AUD/USD is looking more bearish again as it had a failed attempt to surpass the 38.2% Fibonacci retracement level of the down-leg from 0.8135 to 0.7410, around 0.7690 in the prior week. Currently, the price is developing below the 23.6% Fibonacci of 0.7580 and within the 20- and 40-simple moving averages (SMA) in the daily timeframe.
Looking at momentum oscillators in the short-term timeframe though, they suggest neutral to bearish momentum, suggesting further downside movement may be on the cards. The RSI indicator lies slightly below its neutral 50 line, detecting negative momentum. The MACD oscillator, already negative, holds below its trigger line and near its zero lines.
If the bears continue to control the market, price declines may stall initially near the latest lows of 0.7475. A potential downside violation of this region would send prices until the 0.7410 support barrier, raising the likelihood of more downside pressure.
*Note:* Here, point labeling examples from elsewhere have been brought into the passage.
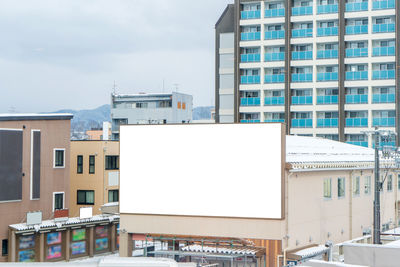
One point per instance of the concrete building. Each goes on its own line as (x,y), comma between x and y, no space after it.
(94,175)
(34,168)
(326,68)
(149,109)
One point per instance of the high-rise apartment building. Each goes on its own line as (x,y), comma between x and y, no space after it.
(327,68)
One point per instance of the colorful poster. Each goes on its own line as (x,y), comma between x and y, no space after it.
(101,244)
(78,248)
(54,252)
(53,238)
(101,231)
(78,234)
(26,242)
(26,255)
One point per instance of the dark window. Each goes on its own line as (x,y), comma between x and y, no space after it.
(112,163)
(59,158)
(4,247)
(85,197)
(91,164)
(113,196)
(79,163)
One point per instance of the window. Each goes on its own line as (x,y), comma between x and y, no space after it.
(79,164)
(4,247)
(112,163)
(91,164)
(341,187)
(356,186)
(58,201)
(113,196)
(85,197)
(59,158)
(328,188)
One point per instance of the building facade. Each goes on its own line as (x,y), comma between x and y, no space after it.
(34,168)
(326,68)
(94,175)
(149,109)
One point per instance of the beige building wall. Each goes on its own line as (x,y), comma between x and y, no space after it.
(54,134)
(100,180)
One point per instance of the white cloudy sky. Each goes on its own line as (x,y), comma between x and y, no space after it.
(57,54)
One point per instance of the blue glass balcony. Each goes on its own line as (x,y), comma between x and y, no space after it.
(384,4)
(327,99)
(251,79)
(302,123)
(357,122)
(274,78)
(301,100)
(272,13)
(271,35)
(327,76)
(250,101)
(356,99)
(325,9)
(253,14)
(357,52)
(277,56)
(250,58)
(302,33)
(356,75)
(274,101)
(383,74)
(358,143)
(321,54)
(327,123)
(383,98)
(384,122)
(379,28)
(301,77)
(302,55)
(329,31)
(384,51)
(302,10)
(354,7)
(250,36)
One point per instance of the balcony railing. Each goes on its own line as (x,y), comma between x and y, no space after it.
(356,75)
(326,9)
(276,56)
(356,99)
(327,99)
(250,58)
(384,122)
(327,123)
(325,54)
(354,7)
(250,36)
(272,13)
(301,55)
(384,51)
(302,123)
(383,74)
(274,101)
(251,14)
(383,98)
(357,52)
(274,78)
(301,100)
(250,79)
(357,122)
(250,101)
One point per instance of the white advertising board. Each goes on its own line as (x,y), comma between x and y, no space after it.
(217,170)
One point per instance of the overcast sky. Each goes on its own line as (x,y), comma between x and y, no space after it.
(57,54)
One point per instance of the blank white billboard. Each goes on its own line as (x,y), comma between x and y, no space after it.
(223,170)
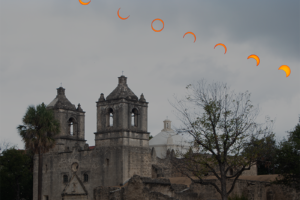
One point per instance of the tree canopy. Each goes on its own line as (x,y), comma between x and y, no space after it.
(38,133)
(15,175)
(222,125)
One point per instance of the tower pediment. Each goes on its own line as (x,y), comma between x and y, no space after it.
(122,91)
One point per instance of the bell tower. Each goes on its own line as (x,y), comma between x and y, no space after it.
(122,135)
(71,120)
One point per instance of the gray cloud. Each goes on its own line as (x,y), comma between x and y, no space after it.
(87,47)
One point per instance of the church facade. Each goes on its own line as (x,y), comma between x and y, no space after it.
(73,169)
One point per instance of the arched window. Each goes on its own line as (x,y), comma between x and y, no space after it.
(65,179)
(134,117)
(86,178)
(71,126)
(110,117)
(269,195)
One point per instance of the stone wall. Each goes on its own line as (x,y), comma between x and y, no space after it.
(162,189)
(107,166)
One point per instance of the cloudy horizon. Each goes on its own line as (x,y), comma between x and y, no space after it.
(86,48)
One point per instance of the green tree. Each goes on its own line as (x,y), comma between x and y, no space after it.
(288,160)
(221,125)
(38,131)
(15,175)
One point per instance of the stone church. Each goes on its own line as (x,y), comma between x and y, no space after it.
(74,170)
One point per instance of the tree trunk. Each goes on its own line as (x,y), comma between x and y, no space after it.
(40,175)
(223,183)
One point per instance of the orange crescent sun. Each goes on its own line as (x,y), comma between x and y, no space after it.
(221,45)
(161,28)
(83,3)
(122,17)
(254,57)
(286,69)
(192,34)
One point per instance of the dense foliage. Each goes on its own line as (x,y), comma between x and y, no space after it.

In such a case, the 0.7325 level could act as a barrier to the downside, identified by the May 9 low.
On the other side, in case of a bullish run above the 23.6% Fibonacci in the pair, immediate resistance may be found near the 38.2% Fibonacci of 0.7690. An upside break of that zone would open the way for the 50.0% Fibonacci of 0.7770. If buyers manage to push above that hurdle too, that would drive the price towards the 61.8% Fibonacci level near 0.7860.
In the medium-term, the outlook is also negative following the aggressive bearish rally after the bounce off the 32-month high of 0.8135 at the end of January.